Good balance is important on this shot. Keeping the gun on the "line" of the bird is always just as important as the lead. However, it's easy to move the gun slightly off the line of the bird and lose your balance because you are swinging the gun more or less up overhead, and if your feet aren't already positioned perfectly, getting slightly off balance can easily move the gun's muzzle one or two inches left or right off the line; and one or two inches at the muzzle(s) is magnified out to 35 yards.

So if standing in a field or elsewhere, take up a firm position with your feet. Stomp out good footing in the grass, a plowed field, wherever. If in the confines of a blind, take care to come up into the shooting position well balanced. In either case, first work on moving the muzzle(s) toward your selected bird. As the muzzle moves your arms necessarily follow, plus the rest of your body. Naturally, your gun mount to the shoulder is shortly blended in. Avoid trying to shoulder the gun, then starting the muzzle(s) to move. If you do that the overall gun mount will be very jerky, plus you'll end up with the muzzle starting farther behind the bird than necessary. Work on perfecting a gun mount that is smooth, effortless, like you're not trying much at all. Of course, once you put a great gun mount together, the shot becomes so easy as to be anticlimactic.

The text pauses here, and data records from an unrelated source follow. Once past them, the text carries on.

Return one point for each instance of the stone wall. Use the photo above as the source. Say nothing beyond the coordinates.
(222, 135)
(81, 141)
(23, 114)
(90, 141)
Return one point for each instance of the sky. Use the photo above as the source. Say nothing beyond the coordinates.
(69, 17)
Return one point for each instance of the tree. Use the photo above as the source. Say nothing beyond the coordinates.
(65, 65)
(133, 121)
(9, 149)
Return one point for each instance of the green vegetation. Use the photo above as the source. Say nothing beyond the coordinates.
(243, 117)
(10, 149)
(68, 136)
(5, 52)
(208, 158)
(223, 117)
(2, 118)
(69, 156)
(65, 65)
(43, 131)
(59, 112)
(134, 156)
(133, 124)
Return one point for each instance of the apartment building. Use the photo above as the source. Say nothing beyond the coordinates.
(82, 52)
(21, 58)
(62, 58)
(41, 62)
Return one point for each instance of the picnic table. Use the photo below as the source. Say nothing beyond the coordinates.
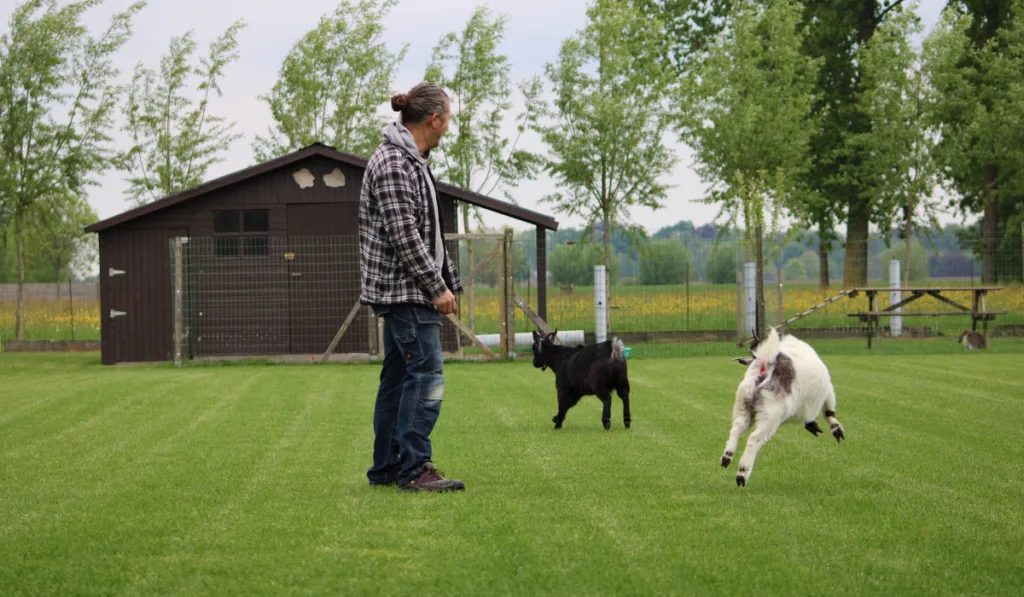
(977, 311)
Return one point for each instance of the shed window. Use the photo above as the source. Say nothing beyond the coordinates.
(242, 232)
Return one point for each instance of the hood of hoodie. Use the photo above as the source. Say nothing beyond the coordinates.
(400, 136)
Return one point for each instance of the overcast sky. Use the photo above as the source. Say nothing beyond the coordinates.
(534, 34)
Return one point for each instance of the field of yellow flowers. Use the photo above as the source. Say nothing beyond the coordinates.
(714, 307)
(49, 320)
(633, 308)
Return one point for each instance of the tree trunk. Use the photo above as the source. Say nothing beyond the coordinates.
(855, 270)
(470, 295)
(990, 227)
(822, 259)
(19, 242)
(606, 238)
(907, 233)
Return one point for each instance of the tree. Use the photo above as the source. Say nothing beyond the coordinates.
(832, 186)
(174, 140)
(749, 117)
(58, 239)
(476, 155)
(605, 146)
(975, 62)
(332, 83)
(897, 172)
(57, 95)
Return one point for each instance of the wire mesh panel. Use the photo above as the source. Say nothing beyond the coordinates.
(272, 295)
(278, 295)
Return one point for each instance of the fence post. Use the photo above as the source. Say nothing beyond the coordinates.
(509, 255)
(751, 296)
(600, 304)
(759, 285)
(503, 346)
(740, 289)
(177, 301)
(895, 296)
(781, 307)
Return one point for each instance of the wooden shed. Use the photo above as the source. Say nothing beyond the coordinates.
(270, 259)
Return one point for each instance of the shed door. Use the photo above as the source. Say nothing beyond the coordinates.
(325, 276)
(137, 276)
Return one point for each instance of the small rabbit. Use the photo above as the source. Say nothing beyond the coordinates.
(972, 340)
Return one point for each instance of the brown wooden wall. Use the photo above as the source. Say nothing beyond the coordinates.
(242, 304)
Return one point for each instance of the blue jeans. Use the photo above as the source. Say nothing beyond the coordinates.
(409, 399)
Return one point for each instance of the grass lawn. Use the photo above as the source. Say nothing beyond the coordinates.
(250, 480)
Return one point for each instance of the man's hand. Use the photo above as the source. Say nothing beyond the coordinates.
(445, 302)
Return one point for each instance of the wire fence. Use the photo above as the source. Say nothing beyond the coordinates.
(282, 295)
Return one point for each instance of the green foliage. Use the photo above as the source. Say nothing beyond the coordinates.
(475, 155)
(895, 170)
(605, 146)
(722, 264)
(175, 139)
(978, 105)
(332, 83)
(57, 95)
(666, 262)
(749, 117)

Another place an erect head position can be beneficial is on a crossing bird. With your head in such a position it's easy to see the target throughout the swing whether you are of the swing-through, maintained-lead or pull-away persuasion. As with the previously described high overhead direct incomer, the higher the head on the crossing shot, the higher the gun will shoot. So it can be easy to shoot over this crosser with an erect head position. You can take care of that possibility by simply keeping the bird in view just above the barrel--right through the shot. By doing that the muzzle can be lower than the bird, but because the gun is now going to shoot high (compared to where it would shoot if your head was buried in the stock) you have the best of both worlds: seeing the bird all the way through the trigger pull.

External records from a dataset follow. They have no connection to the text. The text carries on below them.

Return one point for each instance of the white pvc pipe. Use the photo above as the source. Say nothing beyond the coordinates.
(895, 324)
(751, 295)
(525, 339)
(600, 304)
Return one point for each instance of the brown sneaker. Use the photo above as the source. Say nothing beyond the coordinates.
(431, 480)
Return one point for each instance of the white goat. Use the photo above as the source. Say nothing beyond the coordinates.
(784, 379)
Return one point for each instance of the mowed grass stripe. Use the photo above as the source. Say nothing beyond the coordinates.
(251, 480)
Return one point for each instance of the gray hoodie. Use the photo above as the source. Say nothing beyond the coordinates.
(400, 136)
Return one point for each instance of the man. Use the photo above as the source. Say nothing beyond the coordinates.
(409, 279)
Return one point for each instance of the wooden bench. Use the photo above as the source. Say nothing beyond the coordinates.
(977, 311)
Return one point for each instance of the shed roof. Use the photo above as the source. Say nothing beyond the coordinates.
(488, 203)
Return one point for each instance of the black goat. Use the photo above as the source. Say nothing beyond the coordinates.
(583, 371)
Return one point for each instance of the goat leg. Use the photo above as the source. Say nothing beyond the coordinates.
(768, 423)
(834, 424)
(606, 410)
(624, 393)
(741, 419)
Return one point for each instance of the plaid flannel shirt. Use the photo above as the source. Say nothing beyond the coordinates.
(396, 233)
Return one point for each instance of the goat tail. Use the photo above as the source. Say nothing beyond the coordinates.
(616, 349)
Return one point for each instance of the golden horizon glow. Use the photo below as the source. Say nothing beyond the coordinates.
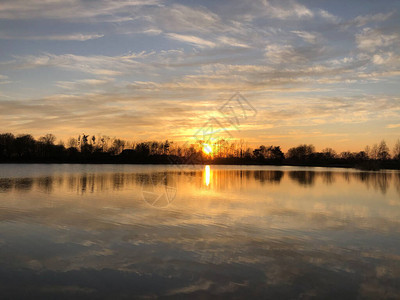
(207, 149)
(207, 175)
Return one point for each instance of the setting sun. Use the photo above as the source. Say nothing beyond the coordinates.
(207, 149)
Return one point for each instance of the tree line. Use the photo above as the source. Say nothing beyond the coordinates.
(103, 149)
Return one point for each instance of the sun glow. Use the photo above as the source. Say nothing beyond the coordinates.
(207, 175)
(207, 149)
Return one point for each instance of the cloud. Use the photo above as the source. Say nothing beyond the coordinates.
(66, 37)
(307, 36)
(365, 20)
(391, 126)
(328, 16)
(72, 9)
(286, 10)
(194, 40)
(371, 39)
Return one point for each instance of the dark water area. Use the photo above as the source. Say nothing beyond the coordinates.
(224, 232)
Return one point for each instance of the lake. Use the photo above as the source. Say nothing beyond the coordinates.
(198, 232)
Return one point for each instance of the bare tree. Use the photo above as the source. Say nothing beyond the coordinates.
(383, 151)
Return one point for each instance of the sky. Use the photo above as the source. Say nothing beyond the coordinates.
(315, 72)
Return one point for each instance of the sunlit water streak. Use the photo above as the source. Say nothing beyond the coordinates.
(222, 231)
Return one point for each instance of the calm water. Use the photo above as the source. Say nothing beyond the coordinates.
(104, 231)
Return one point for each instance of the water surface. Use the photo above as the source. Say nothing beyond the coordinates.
(108, 231)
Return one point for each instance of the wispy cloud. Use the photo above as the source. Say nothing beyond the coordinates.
(391, 126)
(194, 40)
(65, 37)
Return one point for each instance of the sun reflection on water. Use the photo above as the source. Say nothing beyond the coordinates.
(207, 175)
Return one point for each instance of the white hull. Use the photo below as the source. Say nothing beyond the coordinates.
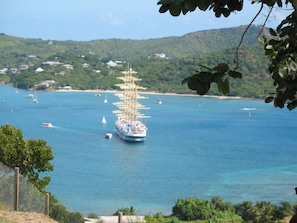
(128, 126)
(135, 132)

Don't forget the "line" of the bird in this instance either. Again, proper balance all the way through the shot is a key. Don't allow yourself to begin falling forward with loss of balance, and don't allow a shoulder to drop, especially the right shoulder of a right-handed shooter on a left to right crosser; the left-hander should avoid dropping the left shoulder on a right to left crosser. Dropping a shoulder or otherwise getting out of balance results in pulling the muzzle(s) off the line of the bird.

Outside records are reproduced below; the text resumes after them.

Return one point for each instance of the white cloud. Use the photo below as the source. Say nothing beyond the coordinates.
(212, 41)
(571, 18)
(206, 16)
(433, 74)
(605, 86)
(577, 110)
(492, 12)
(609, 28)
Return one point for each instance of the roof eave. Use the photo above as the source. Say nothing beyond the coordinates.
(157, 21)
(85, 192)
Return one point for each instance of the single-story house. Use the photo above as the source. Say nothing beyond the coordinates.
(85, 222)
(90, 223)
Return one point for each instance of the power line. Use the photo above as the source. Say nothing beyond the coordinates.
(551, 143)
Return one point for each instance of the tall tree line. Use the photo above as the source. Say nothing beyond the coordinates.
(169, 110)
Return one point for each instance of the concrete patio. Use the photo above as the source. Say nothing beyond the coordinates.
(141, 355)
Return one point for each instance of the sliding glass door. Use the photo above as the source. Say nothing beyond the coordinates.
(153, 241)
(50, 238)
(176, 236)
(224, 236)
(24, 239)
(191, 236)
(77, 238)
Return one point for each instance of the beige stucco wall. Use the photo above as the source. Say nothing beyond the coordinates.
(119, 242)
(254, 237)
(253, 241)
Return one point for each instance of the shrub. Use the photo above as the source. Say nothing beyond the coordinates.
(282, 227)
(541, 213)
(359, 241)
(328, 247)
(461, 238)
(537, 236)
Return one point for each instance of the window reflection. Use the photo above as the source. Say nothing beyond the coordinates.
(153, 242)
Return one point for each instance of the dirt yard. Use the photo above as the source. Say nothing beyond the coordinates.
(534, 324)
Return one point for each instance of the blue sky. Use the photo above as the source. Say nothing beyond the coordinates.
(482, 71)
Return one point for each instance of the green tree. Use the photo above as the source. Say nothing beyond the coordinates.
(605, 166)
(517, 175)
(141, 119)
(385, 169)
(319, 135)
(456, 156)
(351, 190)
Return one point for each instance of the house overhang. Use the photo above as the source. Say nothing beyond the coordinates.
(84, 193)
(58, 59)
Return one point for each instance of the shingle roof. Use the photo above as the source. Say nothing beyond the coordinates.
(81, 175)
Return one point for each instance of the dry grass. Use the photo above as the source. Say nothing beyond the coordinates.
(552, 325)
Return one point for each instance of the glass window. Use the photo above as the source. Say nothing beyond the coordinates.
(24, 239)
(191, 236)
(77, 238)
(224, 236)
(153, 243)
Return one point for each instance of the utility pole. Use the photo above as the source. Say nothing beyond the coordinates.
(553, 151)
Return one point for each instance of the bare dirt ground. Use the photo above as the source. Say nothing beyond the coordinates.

But let's say seven mallards have started to drop into the blocks. You smoke the closest greenhead, but there's a strong wind behind you. Before you can trigger off that second shot the rest of the flock has made a near 180-degree turn. So this time it's a straight going away, slightly rising shot. Head buried in the stock you inexplicably miss. What happened?

Like Bill, your head was buried in the buttstock. You shot right under this bird. With a more erect head position you see more of the rib, so the gun is shooting a bit higher than it normally would (compared to your eye looking in a lower position down that rib). Thus the more erect head can give you a bit of built-in lead for the slightly rising straightaway shot.


It's always important to have your head on the stock. But squeezing your head ultra-tight to the stock certainly is not the best technique in the shots presented here. Also, the tighter your head is screwed into the stock, the more you are going to feel recoil. Another factor in putting your head real tight to the stock is th

at it almost always involves lowering the head to the gun, whereas raising the buttstock to the face is the way most instructors suggest as the proper way to mount the gun. Proper shotgunning technique involves little or no head movement, thus another reason to raise the stock to the face--instead of the other way around.